Many risks are treated according to the public attention they attract. Occurrence of a fire that causes loss of several lives in a community will almost invariably lead to reexamination and revision of the fire safety portions of that community's building code. In such a case, the issues of fire safety may overwhelm efforts to manage risk from other sources.

Risk analysis may be used to assure a better balance of effort to achieve safety. Whatever amount is spent to reduce risk in and around buildings, safety will be at its maximum achievable level when these resources are allocated to achieve balanced reduction of risk from all manageable sources, rather than by concentrating on one risk.

Allocation of substantial resources to control risk from one source while other sources are relatively neglected is inefficient and produces safety below optimum levels.

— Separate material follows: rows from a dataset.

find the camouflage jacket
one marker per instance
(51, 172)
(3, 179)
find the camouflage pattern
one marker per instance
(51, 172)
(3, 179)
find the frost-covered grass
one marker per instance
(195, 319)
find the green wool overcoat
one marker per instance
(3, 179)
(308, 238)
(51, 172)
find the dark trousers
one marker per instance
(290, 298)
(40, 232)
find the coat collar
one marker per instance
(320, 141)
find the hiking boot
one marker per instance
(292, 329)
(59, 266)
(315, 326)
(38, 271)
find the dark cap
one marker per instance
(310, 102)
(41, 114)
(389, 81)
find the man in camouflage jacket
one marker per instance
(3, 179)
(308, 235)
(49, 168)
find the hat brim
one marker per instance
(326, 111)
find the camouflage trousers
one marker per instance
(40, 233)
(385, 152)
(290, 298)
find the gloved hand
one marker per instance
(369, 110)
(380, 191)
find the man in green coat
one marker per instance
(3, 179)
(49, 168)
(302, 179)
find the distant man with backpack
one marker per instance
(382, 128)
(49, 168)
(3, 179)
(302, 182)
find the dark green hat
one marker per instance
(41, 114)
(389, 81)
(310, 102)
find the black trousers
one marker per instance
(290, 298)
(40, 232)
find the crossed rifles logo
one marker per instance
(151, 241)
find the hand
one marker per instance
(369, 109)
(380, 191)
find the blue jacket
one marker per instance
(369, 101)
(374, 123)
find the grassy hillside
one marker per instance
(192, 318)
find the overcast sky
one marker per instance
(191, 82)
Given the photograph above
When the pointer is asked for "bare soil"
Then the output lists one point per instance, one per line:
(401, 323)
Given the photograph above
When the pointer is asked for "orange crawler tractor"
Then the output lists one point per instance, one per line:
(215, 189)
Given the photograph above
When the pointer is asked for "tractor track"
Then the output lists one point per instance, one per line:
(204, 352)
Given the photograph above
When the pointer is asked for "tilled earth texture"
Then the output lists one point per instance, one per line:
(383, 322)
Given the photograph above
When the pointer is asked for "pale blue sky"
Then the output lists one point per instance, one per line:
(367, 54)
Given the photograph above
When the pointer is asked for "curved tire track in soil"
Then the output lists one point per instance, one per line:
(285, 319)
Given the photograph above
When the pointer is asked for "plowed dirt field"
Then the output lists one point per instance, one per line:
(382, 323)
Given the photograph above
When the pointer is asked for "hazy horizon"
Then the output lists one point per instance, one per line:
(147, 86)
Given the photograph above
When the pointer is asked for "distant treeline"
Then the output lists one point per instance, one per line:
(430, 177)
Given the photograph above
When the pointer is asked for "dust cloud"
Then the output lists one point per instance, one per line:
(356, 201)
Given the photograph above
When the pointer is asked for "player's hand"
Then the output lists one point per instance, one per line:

Wider application of the logic and procedures of risk analysis can benefit facility design and management. Risk analysis, as an instrument of risk management, can encourage forethought and better informed decisions.¹⁹ Experience in other fields confirms that formal risk assessment contributes to improved overall safety and a better balance of effort to reduce risks.

The principles and practices of risk assessment apply equally well to protection and safety of property as well as people. Probabilistic methods to compute expected net costs or benefits of various courses of action are frequently used by private sector and government decision makers seeking to manage their levels of financial risk. However, the protection of life safety is a primary concern of building professionals and the public, and cannot be addressed in financial terms alone.